En las sagradas escrituras, y muy especialmente en los salmos, Jesús encuentra un caudal para expresar el mensaje del Reino de Dios. Ya en el Antiguo Testamento vemos que el pueblo judío tenía un sentido de la justicia que sobrepasa en mucho las leyes humanas y nuestra mentalidad retributiva y un tanto mercantil.
La justicia de Dios es su amor magnificente e incondicional. El justo de Dios es el que reconoce a Dios tal como es, en su largueza y misericordia. Y puede aceptar su amor porque es humilde y se reconoce necesitado de Él. Este es el significado de la expresión “pobre en el espíritu”.

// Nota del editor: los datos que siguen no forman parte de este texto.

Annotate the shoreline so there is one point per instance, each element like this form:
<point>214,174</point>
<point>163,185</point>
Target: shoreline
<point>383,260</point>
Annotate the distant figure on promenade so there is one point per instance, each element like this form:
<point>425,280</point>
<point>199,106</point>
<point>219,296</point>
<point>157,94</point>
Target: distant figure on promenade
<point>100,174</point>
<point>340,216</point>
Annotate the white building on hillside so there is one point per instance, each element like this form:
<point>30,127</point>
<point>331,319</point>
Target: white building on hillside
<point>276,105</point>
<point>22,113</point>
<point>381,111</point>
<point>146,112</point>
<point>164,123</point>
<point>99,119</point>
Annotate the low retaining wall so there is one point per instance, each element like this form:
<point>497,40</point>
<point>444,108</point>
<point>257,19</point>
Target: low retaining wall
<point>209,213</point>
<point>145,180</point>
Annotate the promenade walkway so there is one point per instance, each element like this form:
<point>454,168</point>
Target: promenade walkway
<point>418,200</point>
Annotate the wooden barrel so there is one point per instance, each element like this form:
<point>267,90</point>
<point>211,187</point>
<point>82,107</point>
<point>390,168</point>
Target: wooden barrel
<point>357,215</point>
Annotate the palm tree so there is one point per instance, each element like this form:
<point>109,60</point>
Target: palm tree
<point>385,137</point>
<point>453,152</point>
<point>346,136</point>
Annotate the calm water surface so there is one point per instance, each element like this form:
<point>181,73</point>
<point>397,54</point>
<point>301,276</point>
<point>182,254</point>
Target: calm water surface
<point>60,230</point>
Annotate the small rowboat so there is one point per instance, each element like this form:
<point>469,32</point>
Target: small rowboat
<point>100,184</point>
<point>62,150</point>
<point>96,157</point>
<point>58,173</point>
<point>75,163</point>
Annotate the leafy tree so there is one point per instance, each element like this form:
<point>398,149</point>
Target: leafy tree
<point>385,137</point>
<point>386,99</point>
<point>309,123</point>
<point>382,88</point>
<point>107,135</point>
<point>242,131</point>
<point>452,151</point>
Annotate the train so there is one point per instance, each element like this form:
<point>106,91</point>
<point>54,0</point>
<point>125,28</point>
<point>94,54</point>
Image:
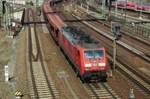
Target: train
<point>132,6</point>
<point>86,54</point>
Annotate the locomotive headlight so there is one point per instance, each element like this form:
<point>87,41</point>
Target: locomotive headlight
<point>88,65</point>
<point>101,64</point>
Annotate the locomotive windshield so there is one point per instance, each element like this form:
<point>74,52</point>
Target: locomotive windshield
<point>94,54</point>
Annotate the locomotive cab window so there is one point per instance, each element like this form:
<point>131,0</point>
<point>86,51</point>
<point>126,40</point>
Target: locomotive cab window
<point>99,53</point>
<point>94,54</point>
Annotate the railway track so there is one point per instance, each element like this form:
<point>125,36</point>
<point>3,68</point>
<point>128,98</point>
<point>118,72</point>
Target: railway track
<point>132,73</point>
<point>137,45</point>
<point>100,91</point>
<point>40,84</point>
<point>129,72</point>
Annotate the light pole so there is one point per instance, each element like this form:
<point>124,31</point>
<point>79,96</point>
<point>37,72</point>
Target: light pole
<point>115,28</point>
<point>140,2</point>
<point>116,8</point>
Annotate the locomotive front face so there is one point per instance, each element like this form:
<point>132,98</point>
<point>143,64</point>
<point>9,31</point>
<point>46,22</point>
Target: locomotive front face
<point>95,60</point>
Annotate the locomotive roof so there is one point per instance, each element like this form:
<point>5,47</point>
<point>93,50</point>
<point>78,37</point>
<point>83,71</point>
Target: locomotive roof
<point>77,36</point>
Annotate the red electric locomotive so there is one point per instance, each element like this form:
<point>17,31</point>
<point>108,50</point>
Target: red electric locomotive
<point>87,55</point>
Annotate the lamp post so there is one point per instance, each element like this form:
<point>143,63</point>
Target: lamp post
<point>115,28</point>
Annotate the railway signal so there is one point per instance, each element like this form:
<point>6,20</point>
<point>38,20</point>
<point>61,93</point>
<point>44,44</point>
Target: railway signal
<point>3,6</point>
<point>115,28</point>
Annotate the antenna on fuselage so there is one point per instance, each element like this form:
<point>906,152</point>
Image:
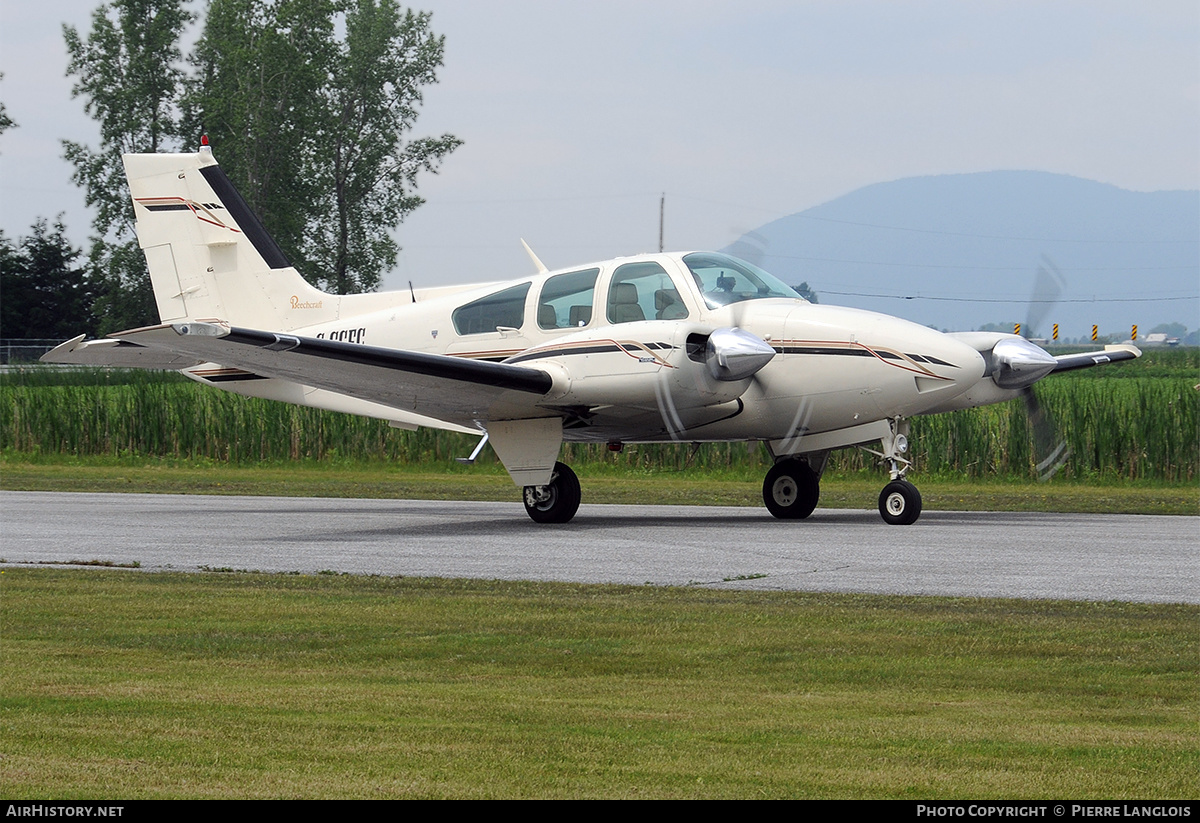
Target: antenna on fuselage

En este salmo podemos encontrar ecos de las bienaventuranzas. Vemos cómo Dios siempre está al lado de los que sufren, de los que viven oprimidos, perseguidos, hambrientos.
Muchos incrédulos podrían cuestionar: si Dios está con ellos, ¿por qué sufren? ¿No podría librarlos de los sufrimientos?
La respuesta está en el origen de tanto dolor. Hay un dolor inherente a la vida misma, como lo es el dolor de nacer, de morir y de perder a los seres amados. Pero hay muchos otros dolores causados por la injusticia y el egoísmo humano. Y en este caso, Dios ya nos da los medios para paliar el mal. Nos da capacidad, inteligencia y fuerza para combatir el sufrimiento, el hambre, las desigualdades sociales, la guerra… ¡Lo tenemos todo! También tenemos nuestra libertad. Y el uso que hagamos de ella tendrá sus consecuencias.
Cuando decidimos, libremente, obrar de manera que causamos daño a los demás, Dios sufre. Sufre y llora con los que padecen. Muere con ellos. No los dejará abandonados. La historia de la humanidad no puede leerse a corto plazo. En el transcurrir del tiempo encontramos sentido a los acontecimientos y vamos viendo cómo, a la larga, aquellos que prescinden de Dios y se rigen por su egolatría acaban sumidos en el vacío y en la muerte. Siempre ha sido así: el camino de los arrogantes acaba en un abismo. En cambio, a quienes cuentan con Él, Dios los sostiene y su huella deja un rastro de bondad que, a menudo, es imperecedero.